Aaron Johnson, an economist at Albany State University, attributed South Georgia’s challenges to socioeconomic factors, a graying population and increasing urbanization that is luring people away from rural areas to jobs in the big cities. Johnson saw some bright spots in South Georgia in 2016, citing increasing home prices and retail job growth.
“No, we haven’t had significant industry come into town. But we have had retail,” he said. “And those jobs aren’t coming here if there is no income. Wages went up in 2016. But now the question becomes with this storm: Will that slow the momentum in 2017?”
The Jan. 2 storm that slammed Albany generated 4,000 insurance claims with estimated insured losses as high as $30 million, according to Georgia Insurance Commissioner Ralph Hudgens. It struck largely in a historic and pricier area of the city known as Rawson Circle Garden District where mossy ancient oaks line the streets.
The most recent storms, Hudgens said, did at least $100 million in damage,levelling large trailer parks in Cook and Dougherty counties.
Produce Prices Could Rise
The devastation in South Georgia could have ripple effects throughout the state. Some say damage to two major farms here could drive up produce prices as far away as Atlanta.
The Valdosta Plant Company and Bullard Farms are two of the largest producers in Georgia, employing hundreds of workers during peak season.

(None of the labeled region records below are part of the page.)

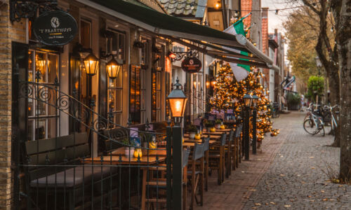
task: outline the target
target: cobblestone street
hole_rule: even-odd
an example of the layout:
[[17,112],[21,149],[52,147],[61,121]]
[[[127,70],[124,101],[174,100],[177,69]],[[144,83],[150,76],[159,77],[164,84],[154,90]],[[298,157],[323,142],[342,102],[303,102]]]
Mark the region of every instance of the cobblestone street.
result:
[[351,186],[331,183],[323,172],[328,166],[338,170],[339,149],[326,146],[331,136],[307,134],[304,116],[292,112],[274,119],[282,145],[243,209],[351,209]]

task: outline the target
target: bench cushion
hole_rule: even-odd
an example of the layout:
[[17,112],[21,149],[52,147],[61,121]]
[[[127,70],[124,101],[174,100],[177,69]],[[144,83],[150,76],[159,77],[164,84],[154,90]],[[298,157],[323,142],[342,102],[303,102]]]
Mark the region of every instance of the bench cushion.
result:
[[110,173],[114,174],[116,172],[117,167],[101,167],[94,164],[93,169],[91,165],[81,165],[32,180],[30,186],[33,188],[64,188],[65,186],[72,188],[82,184],[84,181],[91,181],[93,177],[94,179],[96,178],[96,181],[100,181],[100,178],[109,176]]

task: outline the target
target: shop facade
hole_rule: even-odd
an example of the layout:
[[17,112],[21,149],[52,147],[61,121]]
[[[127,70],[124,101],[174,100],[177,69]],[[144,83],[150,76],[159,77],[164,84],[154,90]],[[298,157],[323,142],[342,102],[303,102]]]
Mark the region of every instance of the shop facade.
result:
[[[191,28],[192,25],[189,24],[194,24],[190,22],[181,22],[176,25],[172,29],[176,33],[172,36],[171,27],[154,22],[152,17],[143,22],[135,14],[126,15],[117,8],[106,6],[109,2],[98,1],[58,1],[58,6],[69,10],[76,20],[78,31],[68,44],[56,47],[48,47],[34,36],[32,29],[35,15],[12,21],[11,2],[7,1],[0,4],[3,29],[0,31],[3,37],[0,41],[4,46],[0,55],[2,60],[0,91],[4,95],[1,100],[3,155],[0,172],[1,184],[6,189],[1,192],[0,209],[10,209],[14,199],[21,199],[18,197],[19,192],[15,191],[21,188],[15,185],[20,183],[14,181],[21,175],[18,169],[14,169],[18,166],[14,162],[23,161],[20,160],[23,157],[18,154],[21,146],[18,139],[25,142],[89,132],[89,130],[100,131],[100,123],[104,120],[108,122],[108,125],[105,125],[103,128],[109,129],[165,122],[170,116],[166,96],[171,91],[176,78],[180,79],[189,97],[186,118],[193,120],[206,112],[206,102],[211,81],[209,75],[216,75],[210,72],[214,71],[213,64],[208,63],[209,59],[206,59],[208,56],[206,55],[227,62],[235,60],[233,58],[235,56],[249,58],[241,57],[228,50],[214,50],[220,48],[219,45],[244,48],[251,50],[253,55],[258,52],[245,40],[237,38],[227,42],[226,39],[235,37],[227,36],[222,32],[219,34],[221,37],[218,37],[216,31],[204,27],[199,28],[203,31],[196,32],[195,37],[192,37],[191,29],[187,31],[182,29],[183,26]],[[123,11],[132,11],[133,8],[137,6],[130,3],[119,5],[122,6],[125,6]],[[145,13],[156,16],[161,14],[148,10]],[[168,20],[178,22],[176,19]],[[155,24],[158,24],[157,27]],[[205,35],[201,35],[202,34]],[[201,38],[206,42],[196,41]],[[210,41],[216,44],[211,45]],[[170,51],[181,52],[189,52],[189,50],[196,50],[195,56],[203,64],[201,69],[195,74],[184,72],[180,61],[174,61],[168,56]],[[93,74],[87,71],[84,63],[90,55],[98,59],[98,70]],[[230,55],[230,58],[227,55]],[[250,57],[253,64],[270,66],[267,62],[269,59],[264,56]],[[118,75],[114,78],[109,76],[106,71],[107,64],[112,59],[118,60],[121,65]],[[23,83],[26,85],[29,84],[29,88],[24,89]],[[34,97],[41,99],[21,98],[22,94],[29,94],[28,90],[33,91]],[[69,102],[75,102],[72,104],[79,104],[77,106],[79,108],[63,110],[64,104],[60,104],[64,102],[61,100],[63,97],[69,97]],[[50,104],[55,104],[56,108]],[[88,108],[91,115],[84,118],[81,110],[86,108]],[[103,120],[99,120],[96,125],[91,116]],[[104,152],[97,133],[90,132],[88,138],[91,157]]]

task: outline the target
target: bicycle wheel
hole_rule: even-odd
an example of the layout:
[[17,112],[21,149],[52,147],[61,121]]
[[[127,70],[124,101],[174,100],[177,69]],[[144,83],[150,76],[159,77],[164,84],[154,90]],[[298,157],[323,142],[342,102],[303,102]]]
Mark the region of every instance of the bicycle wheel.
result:
[[320,129],[320,132],[322,132],[322,136],[326,136],[326,131],[324,130],[324,125],[322,126],[322,128]]
[[307,119],[303,122],[303,129],[310,134],[315,134],[318,132],[318,126],[317,126],[311,119]]

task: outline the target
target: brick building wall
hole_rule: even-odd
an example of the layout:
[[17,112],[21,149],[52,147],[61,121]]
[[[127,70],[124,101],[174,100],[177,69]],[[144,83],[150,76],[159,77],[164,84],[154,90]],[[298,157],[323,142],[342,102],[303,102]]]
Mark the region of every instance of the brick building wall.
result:
[[[268,50],[268,8],[262,8],[262,52],[269,56]],[[270,88],[270,69],[263,69],[265,77],[263,83],[267,88]]]
[[[241,0],[241,17],[244,17],[249,14],[252,10],[252,0]],[[251,24],[251,15],[249,15],[246,18],[244,19],[244,24],[246,27],[249,27]],[[250,31],[246,34],[246,37],[250,37]]]
[[11,209],[11,42],[26,41],[24,22],[9,20],[9,0],[0,1],[0,210]]

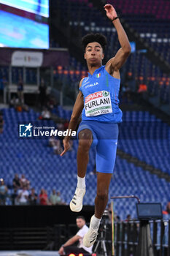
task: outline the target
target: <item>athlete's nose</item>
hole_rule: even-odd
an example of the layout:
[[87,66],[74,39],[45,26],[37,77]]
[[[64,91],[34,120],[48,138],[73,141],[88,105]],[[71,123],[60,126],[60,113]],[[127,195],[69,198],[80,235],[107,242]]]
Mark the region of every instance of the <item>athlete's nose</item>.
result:
[[95,56],[95,54],[96,54],[95,51],[94,51],[94,50],[92,50],[92,51],[91,51],[91,55]]

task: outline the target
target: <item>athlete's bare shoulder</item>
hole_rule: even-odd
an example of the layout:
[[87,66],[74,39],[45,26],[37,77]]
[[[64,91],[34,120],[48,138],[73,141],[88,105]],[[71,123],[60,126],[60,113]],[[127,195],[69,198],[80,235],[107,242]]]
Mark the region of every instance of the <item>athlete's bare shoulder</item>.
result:
[[120,78],[119,69],[114,67],[112,63],[115,57],[110,59],[105,65],[105,69],[108,73],[115,78]]
[[81,87],[81,86],[82,86],[82,83],[84,78],[83,78],[81,79],[81,80],[80,80],[80,83],[79,83],[79,87]]

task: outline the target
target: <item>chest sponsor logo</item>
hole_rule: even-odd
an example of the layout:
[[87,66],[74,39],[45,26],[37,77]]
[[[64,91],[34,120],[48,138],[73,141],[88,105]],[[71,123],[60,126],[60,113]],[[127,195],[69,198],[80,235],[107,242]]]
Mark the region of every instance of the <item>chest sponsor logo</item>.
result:
[[[89,82],[88,82],[89,83]],[[87,84],[88,83],[86,83],[85,84]],[[96,82],[96,83],[90,83],[90,84],[88,84],[88,86],[85,86],[85,89],[87,89],[89,87],[93,87],[93,86],[97,86],[98,85],[98,83]],[[84,85],[85,86],[85,85]]]
[[99,91],[87,96],[85,99],[85,110],[86,116],[112,113],[109,92]]

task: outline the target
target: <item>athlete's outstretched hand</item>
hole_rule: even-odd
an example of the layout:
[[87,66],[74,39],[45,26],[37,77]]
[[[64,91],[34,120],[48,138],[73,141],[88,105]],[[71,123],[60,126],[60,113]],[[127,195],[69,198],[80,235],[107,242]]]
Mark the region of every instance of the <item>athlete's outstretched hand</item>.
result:
[[62,157],[68,150],[70,148],[70,143],[69,140],[63,139],[63,151],[61,154],[61,157]]
[[104,9],[107,12],[107,16],[111,20],[112,20],[115,18],[117,16],[115,9],[113,7],[112,4],[105,4],[104,7]]

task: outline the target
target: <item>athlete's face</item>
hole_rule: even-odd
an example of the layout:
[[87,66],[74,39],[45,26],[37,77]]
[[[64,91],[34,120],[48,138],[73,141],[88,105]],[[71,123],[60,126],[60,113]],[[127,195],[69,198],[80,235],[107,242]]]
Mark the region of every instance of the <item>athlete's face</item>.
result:
[[80,229],[85,225],[85,222],[82,219],[76,219],[76,224],[77,224],[77,226],[78,227],[78,228]]
[[86,46],[84,56],[89,64],[101,64],[104,59],[101,45],[97,42],[89,42]]

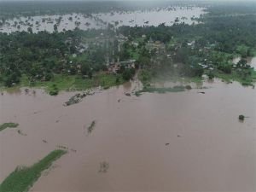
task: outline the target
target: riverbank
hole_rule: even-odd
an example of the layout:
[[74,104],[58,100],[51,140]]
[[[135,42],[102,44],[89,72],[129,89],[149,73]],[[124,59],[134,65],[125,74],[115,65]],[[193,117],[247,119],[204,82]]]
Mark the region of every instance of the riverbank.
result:
[[59,91],[75,91],[86,90],[91,88],[101,86],[102,89],[108,89],[112,86],[119,85],[125,83],[122,76],[119,74],[106,74],[98,73],[91,79],[83,79],[78,75],[60,75],[55,74],[50,81],[36,81],[32,84],[29,83],[26,76],[22,76],[20,83],[12,87],[1,87],[0,90],[12,90],[27,87],[39,88],[46,90],[49,95],[58,95]]
[[[0,95],[1,123],[19,123],[26,134],[0,132],[0,183],[16,166],[66,146],[76,152],[56,161],[31,191],[256,189],[255,90],[214,79],[203,82],[205,94],[124,94],[134,86],[113,87],[70,107],[63,103],[73,92]],[[240,114],[248,118],[241,123]],[[147,177],[138,177],[142,172]]]

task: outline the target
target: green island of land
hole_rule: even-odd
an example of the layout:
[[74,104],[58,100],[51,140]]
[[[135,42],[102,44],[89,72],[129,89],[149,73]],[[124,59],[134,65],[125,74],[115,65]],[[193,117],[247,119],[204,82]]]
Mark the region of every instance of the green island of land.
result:
[[29,167],[17,167],[0,184],[0,192],[26,192],[40,177],[42,172],[67,151],[54,150]]

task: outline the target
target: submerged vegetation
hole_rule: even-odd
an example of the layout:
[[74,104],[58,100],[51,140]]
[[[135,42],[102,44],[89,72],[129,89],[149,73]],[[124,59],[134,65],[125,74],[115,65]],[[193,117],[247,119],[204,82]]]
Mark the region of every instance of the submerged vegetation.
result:
[[93,129],[94,129],[94,127],[95,127],[95,125],[96,125],[96,121],[93,120],[93,121],[90,123],[90,126],[87,128],[87,132],[88,132],[88,134],[91,133],[91,131],[93,131]]
[[0,192],[26,192],[40,177],[42,172],[62,156],[65,150],[54,150],[29,167],[17,167],[0,185]]
[[5,130],[7,128],[15,128],[18,125],[19,125],[19,124],[16,124],[16,123],[4,123],[0,125],[0,131],[3,130]]
[[143,90],[138,90],[135,93],[136,96],[140,96],[143,92],[157,92],[157,93],[166,93],[166,92],[181,92],[184,91],[186,87],[184,86],[174,86],[174,87],[152,87],[146,86]]
[[[113,7],[108,6],[111,3]],[[106,11],[122,4],[111,3]],[[104,12],[95,7],[96,3],[88,3],[84,11],[78,4],[70,9],[76,8],[77,13]],[[200,21],[198,24],[175,21],[172,26],[115,27],[109,23],[105,29],[87,31],[77,27],[74,31],[33,33],[30,28],[28,32],[0,32],[0,85],[44,87],[55,96],[62,90],[108,89],[132,79],[138,68],[138,77],[144,84],[173,77],[200,79],[205,74],[209,79],[220,78],[253,85],[255,71],[245,58],[256,55],[256,3],[195,4],[206,7],[207,11],[193,18]],[[3,5],[12,9],[9,3]],[[64,7],[56,11],[70,13],[71,9]],[[31,9],[32,15],[37,8]],[[46,11],[45,7],[42,10]],[[1,16],[6,15],[12,17],[6,11]],[[61,20],[56,20],[56,26]],[[3,19],[2,25],[5,22]],[[241,61],[233,63],[237,56]]]

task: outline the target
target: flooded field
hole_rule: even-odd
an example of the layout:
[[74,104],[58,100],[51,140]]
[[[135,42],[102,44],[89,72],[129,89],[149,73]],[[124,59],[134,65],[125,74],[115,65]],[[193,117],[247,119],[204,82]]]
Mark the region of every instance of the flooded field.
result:
[[[6,20],[0,26],[0,32],[12,32],[15,31],[27,31],[32,27],[33,32],[39,31],[54,32],[54,26],[57,25],[58,32],[73,30],[78,27],[82,30],[91,28],[106,28],[108,23],[118,27],[120,26],[158,26],[166,23],[172,26],[174,22],[197,23],[195,19],[205,14],[203,8],[197,7],[167,7],[153,10],[140,10],[130,12],[111,12],[102,14],[70,14],[63,15],[41,15],[20,17]],[[184,16],[185,15],[185,16]]]
[[126,84],[68,107],[73,92],[4,92],[0,123],[20,125],[0,132],[0,183],[65,147],[31,191],[255,191],[256,90],[202,86],[137,97]]

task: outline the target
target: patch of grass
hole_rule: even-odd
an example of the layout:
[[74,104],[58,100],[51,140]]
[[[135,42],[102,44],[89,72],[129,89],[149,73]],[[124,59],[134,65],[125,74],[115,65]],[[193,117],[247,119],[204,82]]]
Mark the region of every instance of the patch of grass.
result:
[[16,124],[16,123],[4,123],[0,125],[0,131],[3,130],[5,130],[7,128],[15,128],[18,125],[19,125],[19,124]]
[[53,161],[66,154],[65,150],[54,150],[38,163],[29,167],[17,167],[0,185],[0,192],[26,192],[48,169]]
[[96,121],[93,120],[93,121],[90,123],[90,126],[87,128],[87,132],[88,132],[88,134],[91,133],[91,131],[93,131],[93,129],[94,129],[94,127],[95,127],[95,125],[96,125]]
[[[118,80],[117,80],[118,79]],[[58,95],[61,90],[85,90],[93,87],[102,86],[104,89],[125,83],[119,74],[107,74],[98,73],[92,79],[83,79],[80,75],[55,74],[50,81],[36,81],[30,83],[27,77],[23,75],[20,84],[1,90],[12,90],[20,87],[36,87],[44,89],[49,95]]]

Both were hit hard by the recent storm.
The Valdosta farm, which is in Adel, produces seedlings that are planted and harvested at other farms, meaning the tragedy will impact other farms. The Valdosta farm also raises and harvests some things on its own. Together they deal with tomatoes, peppers, squash, watermelons.
“Prices could go up from Atlanta to Jacksonville,” Chase Doughtrey, a local judge and community leader, said.
Brad Mathis,of Valdosta farm, said 29 of the company’s 50 greenhouses were trashed.
“Valdosta Farms was absolutely demolished and it’s going to take a lot of rebuilding here,” Mathis said
He said the company was trying to figure out how to salvage the plants promised to growers.
It’s one of the largest employers in the county.
“They Are Not Going to Beg for Anything”
Pamela Brown, who teaches sociology at Albany State, hopes the storm will bring renewed attention to South Georgia as it rebuilds.
“What we hope for in the big picture is that the media will focus on the rebuilding — the media will focus on how we come together as a community and take care of each other and really want to work to build our community at a much better and higher standard than we have had,” she said.
“We want our people to stay. We don’t want a brain drain,” she said.
“What we hope — and there is always hope — is that people will come and help,” she continued, “but then they won’t forget us — they will come back.”
Like Brown, Robert McDaniel, executive director of the Southwest Georgia Regional Commission, is optimistic about South Georgia’s recovery, given the character of the people who live there.
“They are very strong,” he said of them. “They are country folks. They will be OK. They need a place to live. They need people to help them right now so they can get back on their feet. But other than that they are not going to beg for anything.”
“They will get dressed and go to work from the shelter,” he continued. “That is what kind of people they are.”